No parece que Xi sea la persona más adecuada para defender la libertad de nada. “Bajo su dirección”, observa Goodman, “el Partido Comunista ha reprimido duramente el activismo social, ha multiplicado las trabas en internet y ha encarcelado a docenas de abogados que intentaban […] defender los derechos de sus conciudadanos”. Xi también “ha enviado buques de guerra a las islas en disputa del mar de China Meridional” y, a través de un importante magistrado, acaba de reiterar que la idea de un poder judicial autónomo es “absolutamente rechazable”.
Pero es justamente su carácter autoritario lo que le permite afrontar sin pestañear la globalización, porque esta entraña concesiones que no son siempre bien recibidas por el electorado. Es el ineludible trilema que Dani Rodrik enunció en 2000: “Democracia, soberanía nacional e integración económica no son compatibles. Podemos escoger dos de las tres, pero no todas a la vez”.
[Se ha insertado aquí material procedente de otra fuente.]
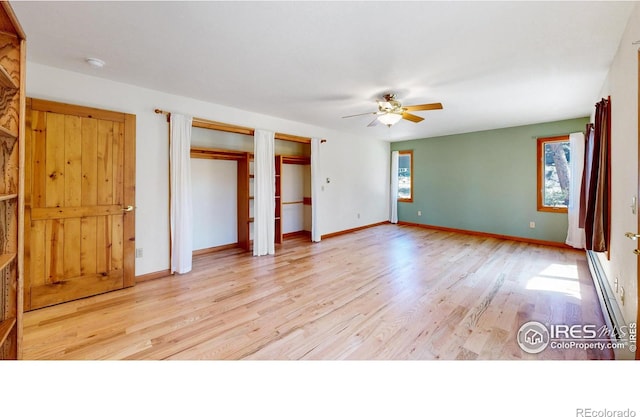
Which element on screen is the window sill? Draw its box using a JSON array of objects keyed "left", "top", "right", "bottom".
[{"left": 537, "top": 206, "right": 568, "bottom": 214}]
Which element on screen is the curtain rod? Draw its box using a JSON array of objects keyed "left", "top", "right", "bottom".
[
  {"left": 154, "top": 108, "right": 325, "bottom": 144},
  {"left": 531, "top": 132, "right": 583, "bottom": 139}
]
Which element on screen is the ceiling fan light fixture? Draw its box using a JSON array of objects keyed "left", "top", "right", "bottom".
[{"left": 378, "top": 112, "right": 402, "bottom": 126}]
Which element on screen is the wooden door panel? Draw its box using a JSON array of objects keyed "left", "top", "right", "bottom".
[
  {"left": 97, "top": 119, "right": 114, "bottom": 205},
  {"left": 44, "top": 218, "right": 63, "bottom": 282},
  {"left": 111, "top": 214, "right": 124, "bottom": 272},
  {"left": 63, "top": 217, "right": 81, "bottom": 277},
  {"left": 31, "top": 110, "right": 46, "bottom": 209},
  {"left": 25, "top": 99, "right": 135, "bottom": 310},
  {"left": 112, "top": 122, "right": 124, "bottom": 205},
  {"left": 80, "top": 216, "right": 97, "bottom": 275},
  {"left": 63, "top": 115, "right": 82, "bottom": 207},
  {"left": 28, "top": 217, "right": 45, "bottom": 291},
  {"left": 44, "top": 113, "right": 64, "bottom": 208},
  {"left": 30, "top": 270, "right": 123, "bottom": 309},
  {"left": 95, "top": 214, "right": 111, "bottom": 273},
  {"left": 81, "top": 117, "right": 98, "bottom": 207}
]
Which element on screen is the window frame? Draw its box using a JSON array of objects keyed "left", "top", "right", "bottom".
[
  {"left": 397, "top": 150, "right": 413, "bottom": 203},
  {"left": 536, "top": 135, "right": 570, "bottom": 213}
]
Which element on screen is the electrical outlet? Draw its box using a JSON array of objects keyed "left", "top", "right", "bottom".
[
  {"left": 417, "top": 210, "right": 422, "bottom": 216},
  {"left": 136, "top": 248, "right": 143, "bottom": 258},
  {"left": 529, "top": 221, "right": 535, "bottom": 229},
  {"left": 357, "top": 213, "right": 360, "bottom": 219}
]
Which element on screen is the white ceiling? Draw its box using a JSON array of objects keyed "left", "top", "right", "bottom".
[{"left": 11, "top": 1, "right": 636, "bottom": 142}]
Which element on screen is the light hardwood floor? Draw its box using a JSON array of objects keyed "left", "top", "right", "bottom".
[{"left": 23, "top": 224, "right": 613, "bottom": 360}]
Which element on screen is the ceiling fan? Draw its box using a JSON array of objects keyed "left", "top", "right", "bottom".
[{"left": 342, "top": 93, "right": 443, "bottom": 127}]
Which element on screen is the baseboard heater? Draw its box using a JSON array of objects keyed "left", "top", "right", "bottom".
[{"left": 585, "top": 250, "right": 632, "bottom": 359}]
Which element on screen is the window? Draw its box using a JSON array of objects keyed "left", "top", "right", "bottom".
[
  {"left": 398, "top": 150, "right": 413, "bottom": 202},
  {"left": 537, "top": 135, "right": 570, "bottom": 213}
]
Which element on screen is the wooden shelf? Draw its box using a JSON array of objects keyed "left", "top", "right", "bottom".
[
  {"left": 0, "top": 193, "right": 17, "bottom": 202},
  {"left": 0, "top": 63, "right": 17, "bottom": 90},
  {"left": 0, "top": 252, "right": 16, "bottom": 271},
  {"left": 0, "top": 2, "right": 25, "bottom": 360},
  {"left": 0, "top": 124, "right": 17, "bottom": 141},
  {"left": 0, "top": 318, "right": 16, "bottom": 348}
]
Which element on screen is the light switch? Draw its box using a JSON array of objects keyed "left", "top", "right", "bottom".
[{"left": 632, "top": 197, "right": 637, "bottom": 215}]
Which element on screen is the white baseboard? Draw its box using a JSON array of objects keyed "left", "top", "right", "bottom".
[{"left": 586, "top": 250, "right": 634, "bottom": 360}]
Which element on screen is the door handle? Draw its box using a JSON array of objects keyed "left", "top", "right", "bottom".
[
  {"left": 625, "top": 232, "right": 640, "bottom": 240},
  {"left": 634, "top": 249, "right": 640, "bottom": 255},
  {"left": 122, "top": 205, "right": 134, "bottom": 212}
]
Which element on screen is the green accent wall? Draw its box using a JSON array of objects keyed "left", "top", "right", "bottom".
[{"left": 390, "top": 118, "right": 589, "bottom": 243}]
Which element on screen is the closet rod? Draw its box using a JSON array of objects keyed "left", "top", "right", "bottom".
[{"left": 154, "top": 108, "right": 320, "bottom": 144}]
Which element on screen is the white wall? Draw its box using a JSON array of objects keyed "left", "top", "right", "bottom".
[
  {"left": 597, "top": 3, "right": 639, "bottom": 325},
  {"left": 191, "top": 158, "right": 237, "bottom": 250},
  {"left": 26, "top": 62, "right": 390, "bottom": 275},
  {"left": 282, "top": 164, "right": 305, "bottom": 234}
]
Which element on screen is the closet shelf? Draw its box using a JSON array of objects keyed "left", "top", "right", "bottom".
[
  {"left": 0, "top": 125, "right": 18, "bottom": 141},
  {"left": 0, "top": 252, "right": 16, "bottom": 271},
  {"left": 0, "top": 193, "right": 17, "bottom": 202},
  {"left": 0, "top": 318, "right": 16, "bottom": 348},
  {"left": 0, "top": 63, "right": 17, "bottom": 90}
]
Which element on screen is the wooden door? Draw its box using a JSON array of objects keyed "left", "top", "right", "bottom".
[{"left": 24, "top": 99, "right": 136, "bottom": 310}]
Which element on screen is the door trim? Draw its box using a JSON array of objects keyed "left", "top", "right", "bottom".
[{"left": 636, "top": 50, "right": 639, "bottom": 360}]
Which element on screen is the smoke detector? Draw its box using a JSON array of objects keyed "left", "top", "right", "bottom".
[{"left": 85, "top": 57, "right": 105, "bottom": 69}]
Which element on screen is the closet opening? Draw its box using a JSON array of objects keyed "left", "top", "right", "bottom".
[{"left": 189, "top": 124, "right": 312, "bottom": 255}]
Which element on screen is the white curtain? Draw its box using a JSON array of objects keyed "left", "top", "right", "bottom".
[
  {"left": 566, "top": 131, "right": 586, "bottom": 249},
  {"left": 311, "top": 137, "right": 322, "bottom": 242},
  {"left": 253, "top": 129, "right": 275, "bottom": 256},
  {"left": 170, "top": 113, "right": 193, "bottom": 274},
  {"left": 390, "top": 151, "right": 399, "bottom": 223}
]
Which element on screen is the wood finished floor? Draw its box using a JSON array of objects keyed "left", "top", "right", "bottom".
[{"left": 23, "top": 224, "right": 613, "bottom": 360}]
El Brexit ha sido fruto de esta tensión. Los ingleses han decidido irse de la Unión porque creen que han cedido demasiado y quieren recuperar el control de sus leyes, que ya “no se harán en Bruselas, sino en Westminster”, como ha explicado Theresa May.
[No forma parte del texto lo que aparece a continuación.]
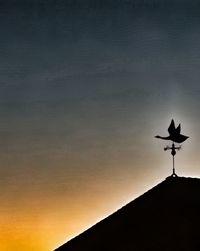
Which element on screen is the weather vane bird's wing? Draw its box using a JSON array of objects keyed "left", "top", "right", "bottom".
[
  {"left": 176, "top": 124, "right": 181, "bottom": 134},
  {"left": 168, "top": 119, "right": 176, "bottom": 134}
]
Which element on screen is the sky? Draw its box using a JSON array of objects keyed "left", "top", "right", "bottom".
[{"left": 1, "top": 0, "right": 200, "bottom": 250}]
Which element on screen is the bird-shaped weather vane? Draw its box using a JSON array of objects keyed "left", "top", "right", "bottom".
[{"left": 155, "top": 119, "right": 189, "bottom": 177}]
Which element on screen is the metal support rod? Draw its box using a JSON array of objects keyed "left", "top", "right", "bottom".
[{"left": 173, "top": 155, "right": 175, "bottom": 176}]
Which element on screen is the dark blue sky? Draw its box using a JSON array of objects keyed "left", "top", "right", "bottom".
[{"left": 0, "top": 1, "right": 200, "bottom": 250}]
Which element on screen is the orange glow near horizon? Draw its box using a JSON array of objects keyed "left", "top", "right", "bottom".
[
  {"left": 1, "top": 153, "right": 198, "bottom": 251},
  {"left": 0, "top": 158, "right": 169, "bottom": 251}
]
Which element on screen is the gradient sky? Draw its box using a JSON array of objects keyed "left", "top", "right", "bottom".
[{"left": 1, "top": 1, "right": 200, "bottom": 250}]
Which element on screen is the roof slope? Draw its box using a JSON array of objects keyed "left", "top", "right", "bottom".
[{"left": 55, "top": 176, "right": 200, "bottom": 251}]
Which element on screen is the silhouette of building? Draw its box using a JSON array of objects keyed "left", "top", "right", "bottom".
[{"left": 54, "top": 176, "right": 200, "bottom": 251}]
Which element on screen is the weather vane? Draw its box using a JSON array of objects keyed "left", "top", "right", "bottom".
[{"left": 155, "top": 119, "right": 189, "bottom": 177}]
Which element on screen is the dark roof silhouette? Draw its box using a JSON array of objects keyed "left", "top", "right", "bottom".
[{"left": 54, "top": 176, "right": 200, "bottom": 251}]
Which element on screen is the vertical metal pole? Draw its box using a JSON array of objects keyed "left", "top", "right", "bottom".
[{"left": 171, "top": 142, "right": 176, "bottom": 177}]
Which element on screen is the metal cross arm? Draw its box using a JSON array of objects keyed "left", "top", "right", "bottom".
[{"left": 164, "top": 144, "right": 181, "bottom": 156}]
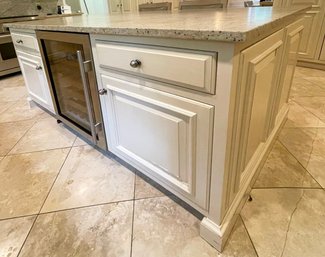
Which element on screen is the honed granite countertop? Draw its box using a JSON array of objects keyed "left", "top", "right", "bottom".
[{"left": 4, "top": 6, "right": 310, "bottom": 42}]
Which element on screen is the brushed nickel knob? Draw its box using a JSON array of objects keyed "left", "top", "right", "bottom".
[
  {"left": 98, "top": 89, "right": 107, "bottom": 95},
  {"left": 130, "top": 59, "right": 141, "bottom": 68},
  {"left": 35, "top": 65, "right": 42, "bottom": 70}
]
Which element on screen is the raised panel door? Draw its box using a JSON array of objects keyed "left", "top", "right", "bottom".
[
  {"left": 298, "top": 10, "right": 323, "bottom": 59},
  {"left": 278, "top": 19, "right": 304, "bottom": 111},
  {"left": 100, "top": 74, "right": 214, "bottom": 209},
  {"left": 17, "top": 53, "right": 54, "bottom": 112},
  {"left": 237, "top": 30, "right": 285, "bottom": 172},
  {"left": 320, "top": 38, "right": 325, "bottom": 61}
]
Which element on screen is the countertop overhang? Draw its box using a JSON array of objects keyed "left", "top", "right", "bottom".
[{"left": 4, "top": 6, "right": 310, "bottom": 42}]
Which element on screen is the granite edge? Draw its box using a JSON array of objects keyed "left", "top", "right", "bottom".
[{"left": 3, "top": 6, "right": 311, "bottom": 42}]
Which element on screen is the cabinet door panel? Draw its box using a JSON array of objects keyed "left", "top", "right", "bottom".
[
  {"left": 286, "top": 0, "right": 321, "bottom": 6},
  {"left": 298, "top": 10, "right": 323, "bottom": 59},
  {"left": 237, "top": 30, "right": 284, "bottom": 172},
  {"left": 100, "top": 74, "right": 214, "bottom": 209},
  {"left": 278, "top": 19, "right": 304, "bottom": 111},
  {"left": 320, "top": 39, "right": 325, "bottom": 61},
  {"left": 18, "top": 53, "right": 54, "bottom": 112}
]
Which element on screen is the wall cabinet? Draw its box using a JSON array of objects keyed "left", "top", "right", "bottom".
[{"left": 99, "top": 74, "right": 214, "bottom": 209}]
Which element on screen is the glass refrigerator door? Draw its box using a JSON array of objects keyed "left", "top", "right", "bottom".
[{"left": 42, "top": 40, "right": 91, "bottom": 133}]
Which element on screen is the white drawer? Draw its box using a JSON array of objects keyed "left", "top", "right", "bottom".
[
  {"left": 95, "top": 42, "right": 217, "bottom": 94},
  {"left": 11, "top": 32, "right": 39, "bottom": 52}
]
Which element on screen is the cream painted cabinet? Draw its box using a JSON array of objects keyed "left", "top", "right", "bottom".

Y en Estados Unidos la deslocalización ha generado una bolsa de ciudadanos indignados lo bastante amplia como para aupar a un furibundo proteccionista como Donald Trump a la Casa Blanca.
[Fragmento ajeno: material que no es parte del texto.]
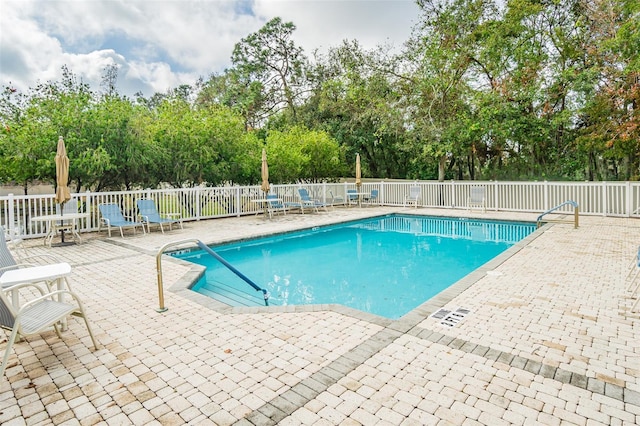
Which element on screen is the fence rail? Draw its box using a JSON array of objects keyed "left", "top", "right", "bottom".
[{"left": 2, "top": 180, "right": 639, "bottom": 239}]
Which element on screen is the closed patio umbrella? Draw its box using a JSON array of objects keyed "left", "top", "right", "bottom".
[
  {"left": 355, "top": 153, "right": 362, "bottom": 189},
  {"left": 261, "top": 148, "right": 270, "bottom": 194},
  {"left": 55, "top": 136, "right": 71, "bottom": 242}
]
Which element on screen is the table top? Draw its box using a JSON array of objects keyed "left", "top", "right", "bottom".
[
  {"left": 31, "top": 212, "right": 89, "bottom": 222},
  {"left": 0, "top": 262, "right": 72, "bottom": 286}
]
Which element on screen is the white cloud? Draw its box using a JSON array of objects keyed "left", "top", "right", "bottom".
[{"left": 0, "top": 0, "right": 420, "bottom": 97}]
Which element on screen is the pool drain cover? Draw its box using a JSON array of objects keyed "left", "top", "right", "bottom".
[{"left": 430, "top": 307, "right": 471, "bottom": 327}]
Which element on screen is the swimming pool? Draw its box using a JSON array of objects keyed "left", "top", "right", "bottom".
[{"left": 172, "top": 215, "right": 536, "bottom": 319}]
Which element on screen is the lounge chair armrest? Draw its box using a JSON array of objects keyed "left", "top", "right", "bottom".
[
  {"left": 2, "top": 281, "right": 48, "bottom": 296},
  {"left": 18, "top": 289, "right": 81, "bottom": 312},
  {"left": 0, "top": 264, "right": 36, "bottom": 274}
]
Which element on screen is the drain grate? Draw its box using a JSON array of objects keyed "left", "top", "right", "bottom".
[{"left": 430, "top": 307, "right": 471, "bottom": 327}]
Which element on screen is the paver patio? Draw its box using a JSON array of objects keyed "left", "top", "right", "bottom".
[{"left": 0, "top": 207, "right": 638, "bottom": 425}]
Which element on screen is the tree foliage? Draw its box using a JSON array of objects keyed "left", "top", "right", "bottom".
[{"left": 1, "top": 3, "right": 639, "bottom": 192}]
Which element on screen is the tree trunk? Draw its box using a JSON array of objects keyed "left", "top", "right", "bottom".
[{"left": 438, "top": 155, "right": 446, "bottom": 182}]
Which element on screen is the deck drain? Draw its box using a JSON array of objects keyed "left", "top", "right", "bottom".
[{"left": 430, "top": 307, "right": 471, "bottom": 327}]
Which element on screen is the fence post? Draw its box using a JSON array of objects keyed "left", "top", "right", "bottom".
[
  {"left": 602, "top": 181, "right": 607, "bottom": 217},
  {"left": 627, "top": 181, "right": 632, "bottom": 217},
  {"left": 543, "top": 181, "right": 549, "bottom": 211},
  {"left": 449, "top": 180, "right": 454, "bottom": 208},
  {"left": 322, "top": 181, "right": 327, "bottom": 204},
  {"left": 235, "top": 187, "right": 241, "bottom": 217},
  {"left": 196, "top": 187, "right": 201, "bottom": 221},
  {"left": 7, "top": 193, "right": 15, "bottom": 237},
  {"left": 492, "top": 181, "right": 497, "bottom": 212},
  {"left": 84, "top": 190, "right": 92, "bottom": 232}
]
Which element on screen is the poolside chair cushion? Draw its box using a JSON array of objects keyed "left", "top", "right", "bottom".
[
  {"left": 266, "top": 194, "right": 287, "bottom": 217},
  {"left": 136, "top": 199, "right": 183, "bottom": 233},
  {"left": 98, "top": 204, "right": 146, "bottom": 238},
  {"left": 297, "top": 189, "right": 327, "bottom": 213}
]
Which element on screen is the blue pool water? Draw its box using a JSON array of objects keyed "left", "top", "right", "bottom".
[{"left": 172, "top": 215, "right": 536, "bottom": 319}]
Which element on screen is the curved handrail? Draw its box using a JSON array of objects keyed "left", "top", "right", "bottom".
[
  {"left": 155, "top": 239, "right": 270, "bottom": 312},
  {"left": 537, "top": 200, "right": 579, "bottom": 229}
]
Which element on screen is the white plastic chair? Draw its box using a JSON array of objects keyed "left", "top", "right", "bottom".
[
  {"left": 0, "top": 281, "right": 98, "bottom": 381},
  {"left": 467, "top": 187, "right": 486, "bottom": 212},
  {"left": 404, "top": 186, "right": 421, "bottom": 208}
]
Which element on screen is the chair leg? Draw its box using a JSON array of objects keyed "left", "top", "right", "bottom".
[
  {"left": 52, "top": 322, "right": 63, "bottom": 339},
  {"left": 72, "top": 304, "right": 98, "bottom": 350},
  {"left": 0, "top": 326, "right": 20, "bottom": 381}
]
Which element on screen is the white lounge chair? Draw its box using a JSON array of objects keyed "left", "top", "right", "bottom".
[
  {"left": 468, "top": 186, "right": 486, "bottom": 212},
  {"left": 0, "top": 280, "right": 98, "bottom": 381},
  {"left": 405, "top": 186, "right": 421, "bottom": 208}
]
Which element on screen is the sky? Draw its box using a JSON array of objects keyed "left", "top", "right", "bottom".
[{"left": 0, "top": 0, "right": 421, "bottom": 98}]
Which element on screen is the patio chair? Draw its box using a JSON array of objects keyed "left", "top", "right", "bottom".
[
  {"left": 296, "top": 188, "right": 328, "bottom": 213},
  {"left": 98, "top": 204, "right": 146, "bottom": 238},
  {"left": 266, "top": 194, "right": 287, "bottom": 217},
  {"left": 328, "top": 190, "right": 345, "bottom": 207},
  {"left": 52, "top": 199, "right": 83, "bottom": 245},
  {"left": 1, "top": 226, "right": 75, "bottom": 307},
  {"left": 467, "top": 186, "right": 486, "bottom": 212},
  {"left": 0, "top": 227, "right": 62, "bottom": 279},
  {"left": 404, "top": 186, "right": 421, "bottom": 208},
  {"left": 0, "top": 280, "right": 98, "bottom": 381},
  {"left": 346, "top": 189, "right": 359, "bottom": 207},
  {"left": 4, "top": 225, "right": 26, "bottom": 259},
  {"left": 136, "top": 199, "right": 183, "bottom": 234},
  {"left": 363, "top": 189, "right": 379, "bottom": 206}
]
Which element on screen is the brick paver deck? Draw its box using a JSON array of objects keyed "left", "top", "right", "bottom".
[{"left": 1, "top": 207, "right": 638, "bottom": 425}]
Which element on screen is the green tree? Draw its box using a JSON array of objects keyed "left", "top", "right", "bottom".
[
  {"left": 266, "top": 126, "right": 344, "bottom": 183},
  {"left": 229, "top": 17, "right": 308, "bottom": 128}
]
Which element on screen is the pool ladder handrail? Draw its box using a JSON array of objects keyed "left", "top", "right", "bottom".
[
  {"left": 536, "top": 200, "right": 579, "bottom": 229},
  {"left": 155, "top": 239, "right": 270, "bottom": 312}
]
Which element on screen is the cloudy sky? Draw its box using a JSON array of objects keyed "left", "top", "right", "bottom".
[{"left": 1, "top": 0, "right": 421, "bottom": 98}]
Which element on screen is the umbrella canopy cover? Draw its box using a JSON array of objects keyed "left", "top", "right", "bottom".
[
  {"left": 55, "top": 136, "right": 71, "bottom": 205},
  {"left": 355, "top": 153, "right": 362, "bottom": 188},
  {"left": 261, "top": 148, "right": 270, "bottom": 194}
]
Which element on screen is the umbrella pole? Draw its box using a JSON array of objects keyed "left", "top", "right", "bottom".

No se trata de un fenómeno nuevo. La primera gran globalización, la de la Belle Époque, funcionó porque no había sufragio universal. El patrón oro, que fue el acelerante de aquella explosión comercial, requería retirar periódicamente billetes de la circulación, lo que se traducía en dolorosas crisis, con su secuela de rebajas salariales y paro. Mientras las víctimas de aquellas deflaciones carecieron de voz, los Gobiernos pudieron acometer los ajustes, pero tras la Primera Guerra Mundial el voto se generalizó en Occidente y mantener la paridad con el oro se volvió políticamente insostenible.
Como los monarcas de la Europa victoriana, Xi puede ignorar a buena parte de su ciudadanía y muchos en Davos lo consideran una bendición, porque la globalización podrá seguir en marcha. Pero la sustitución de Washington por Pekín no es irrelevante. Por irritante que nos pueda resultar la hegemonía de Estados Unidos, se ha verificado con arreglo a normas objetivas. China, por el contrario, no suele anteponer el derecho a sus intereses. “A menudo ha mostrado su disposición a emplear el comercio como un bastón”, recuerda la agencia AFP. La exportación de salmón noruego se hundió a raíz de que el Instituto Nobel concediera el Premio de la Paz al disidente Liu Xiaobo y las estrellas coreanas del pop han visto cómo sus actuaciones se cancelaban después de que Seúl anunciara el despliegue de un sistema de defensa de misiles.
El proteccionismo es seguramente una habitación oscura, como sostiene Xi, pero la alternativa que nos ofrece tampoco tiene pinta de ir a ser muy soleada.